How to store and query logs
You should store logs to detect any potential errors within infrastructure and to respond to security incidents.
Your product should have a proportionate design for short and long term storage of logs and ensuring the Confidentiality, Integrity, and Availability of logs.
The NCSC Cyber Assessment Framework, which MHCLG must comply with, has an entire category dedicated to Security Monitoring.
Short-term storage
You should not need to store logs spanning long periods in your short-term queryable store. Practical retention periods for short-term queryable logs are:
- no more than 7 days for non-production environments
- no more than 30 days production environments
You should consider storing security and audit events for up to a year, this is because the average MTTD (Mean Time to Detect) is 204 days (over 6 months) to identify a breach, according to a 2023 IBM data breach study.
Your product may have legal or other requirements determining how long you should store logs. For example, the Payment Card Industry Data Security Standard (PCI-DSS) requires 3 months of easily accessible logs and 12 months of archived logs.
Long-term storage
When storing logs, you should focus on long-term durability for compliance reasons or to identify long-term performance trends.

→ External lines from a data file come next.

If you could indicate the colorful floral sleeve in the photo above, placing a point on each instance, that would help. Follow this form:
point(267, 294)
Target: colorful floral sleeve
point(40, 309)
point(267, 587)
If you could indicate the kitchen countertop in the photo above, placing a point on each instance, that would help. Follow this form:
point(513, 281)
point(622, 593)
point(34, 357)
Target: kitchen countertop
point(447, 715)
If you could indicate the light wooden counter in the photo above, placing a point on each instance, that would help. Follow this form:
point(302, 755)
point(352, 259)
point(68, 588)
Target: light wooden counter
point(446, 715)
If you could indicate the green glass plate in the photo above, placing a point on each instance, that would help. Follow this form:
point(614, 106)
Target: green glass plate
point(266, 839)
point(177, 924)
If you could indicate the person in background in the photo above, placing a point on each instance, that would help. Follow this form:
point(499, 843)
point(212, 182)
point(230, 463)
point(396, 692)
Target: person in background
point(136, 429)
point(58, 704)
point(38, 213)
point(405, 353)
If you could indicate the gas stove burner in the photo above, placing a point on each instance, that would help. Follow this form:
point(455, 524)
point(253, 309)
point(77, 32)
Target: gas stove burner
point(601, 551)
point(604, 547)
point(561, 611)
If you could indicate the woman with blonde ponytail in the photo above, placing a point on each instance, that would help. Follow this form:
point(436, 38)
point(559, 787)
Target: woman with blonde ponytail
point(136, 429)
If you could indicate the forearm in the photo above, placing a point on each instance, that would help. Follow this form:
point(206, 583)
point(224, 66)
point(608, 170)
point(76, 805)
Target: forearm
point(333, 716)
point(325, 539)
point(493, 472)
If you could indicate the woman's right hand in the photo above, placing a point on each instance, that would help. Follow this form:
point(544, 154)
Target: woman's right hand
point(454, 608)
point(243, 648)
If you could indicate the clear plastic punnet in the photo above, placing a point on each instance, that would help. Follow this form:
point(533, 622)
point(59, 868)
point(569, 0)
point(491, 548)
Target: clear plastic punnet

You may consider archiving to S3 in human-readable files using your own process.
Log shipping
If you have set up log shipping, you should consider:
- how your logs will get to short and long-term stores - we recommend using Amazon CloudWatch to collect logs
- what happens if one of these stores is unavailable
- whether the store will be overloaded when it comes back online
Filtering out sensitive information
You should ensure that sensitive information, such as query parameters containing personally identifiable information (PII), is filtered out before logs are shipped. Make use of log filtering mechanisms which may be present in the application framework you are using, such as in Ruby on Rails.
Structured logging
In order to allow for rich querying of log data you should ensure that your logs are in a structured format.